それにしてもイケメンのΩというのは誰のことだろうか。
僕は地味で目立たないし、イケメンとは程遠い。それに特別個室ってどこだろうか。もしかしてさっきの電話もその人からのだったりして…
どんどん良くない方へ想像が膨らんでしまう。信じていた人に裏切られた気がして個室には戻らず、早足に別の方向へと進んでいった。
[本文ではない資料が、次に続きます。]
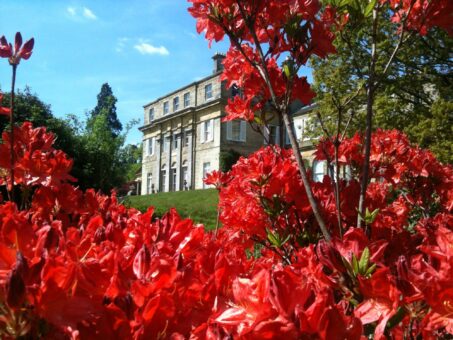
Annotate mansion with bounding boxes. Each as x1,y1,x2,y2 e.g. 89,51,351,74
138,53,325,195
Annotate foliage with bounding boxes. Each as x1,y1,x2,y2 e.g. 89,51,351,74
81,112,125,193
0,0,453,339
311,14,453,163
123,189,219,230
219,149,241,172
91,83,123,137
0,123,453,339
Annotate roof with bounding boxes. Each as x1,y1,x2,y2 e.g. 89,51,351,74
143,71,222,108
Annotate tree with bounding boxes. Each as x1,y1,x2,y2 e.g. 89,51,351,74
120,144,143,182
311,18,453,163
0,86,54,131
81,109,125,193
91,83,123,137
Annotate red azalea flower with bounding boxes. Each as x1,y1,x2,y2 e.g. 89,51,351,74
0,32,35,65
0,92,11,116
辿り着いた先は中庭のようで季節の花が咲き誇り、日光を浴びていて温かい。
ベンチに腰掛けて風を浴びた。空を見上げることが出来ず、床板が目に入る。
怜央には僕以外に大切な人が居たんだという事実を本人からではなく、他人同士の話から知ることになって情けない。
それならそうと言ってくれればよかったのだ。
一緒にいてくれると言ったのは社交辞令で何もかも手術をさせるための、実験のための嘘だったとしたら、僕はまんまと騙されたことになる。
「はぁ……」
どんな時も優しい怜央を怪しいと思わなかったけど、あれも全て偽りだったとしたら、僕はこれからどう生きていけばいい。
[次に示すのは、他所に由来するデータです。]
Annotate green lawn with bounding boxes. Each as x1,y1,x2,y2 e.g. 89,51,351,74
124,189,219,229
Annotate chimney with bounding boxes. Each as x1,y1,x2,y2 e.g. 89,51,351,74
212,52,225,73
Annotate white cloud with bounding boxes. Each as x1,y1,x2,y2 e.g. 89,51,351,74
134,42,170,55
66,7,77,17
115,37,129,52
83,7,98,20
いっそこの中庭から飛び降りたら楽になれるだろうか。今度こそ死ねるだろうか。
ベンチから立ち上がり花壇の脇にあるガラスのフェンスへ近づいた。
下を覗くと体が震えるくらい高かったけど、ここなら確実に死ねるだろう。
手をフェンスにかけて身を乗り出そうとした。その瞬間、背後から気配を感じた。
「郁美、何してるの!」
息を切らして慌てた声が近づいてきた。視線を向けた先には怜央がいた。
「全て嘘だったんでしょう……被験体にするために」
「嘘って何のこと?被験体って?」
「休憩スペースで職員の女性達が、怜央には大切な人が居てイケメンで線の細いΩだって……僕は一人目じゃなかったんですね」
視線を逸らして身を乗り出そうとした所を後ろへ引き戻され、力強く抱きしめられた。
「イケメンで線の細いΩが郁美のことだとは思わなかったの?」
「僕なわけない!地味で目立たないし、イケメンなんて程遠いのに」
「こんなに美しいのに自覚がないんだね。それに言ったよね。大切な人は郁美だけだって、信じてくれないの?」
「僕がイケメン?線は細いのかもしれないけど……」
「特別個室に郁美を入れたのは、他の人の目に晒されたくなかったからだよ。郁美を誰かに取られるかもしれないでしょう」
僕は万羽に「お前みたいなブスは俺でないとそばにも居てもらえない」と言われてきた。人が視線を合わせるのも嫌になる程の不細工なのだと言われてきたのだ。だから到底イケメンだとは思えなかった。
「僕は人が視線を合わせるのも嫌なくらい不細工で、臭くて……存在が邪魔で……」
「そんなこと誰が言ったの?まさか万羽?僕の言葉より彼の言葉を信じるの」
「こんな僕のこと好きですか」
「好きなんかじゃ収まらないよ。心から愛してる」
顔中に怜央がキスを浴びせてくる。チュッチュと煩いくらいに止まらない。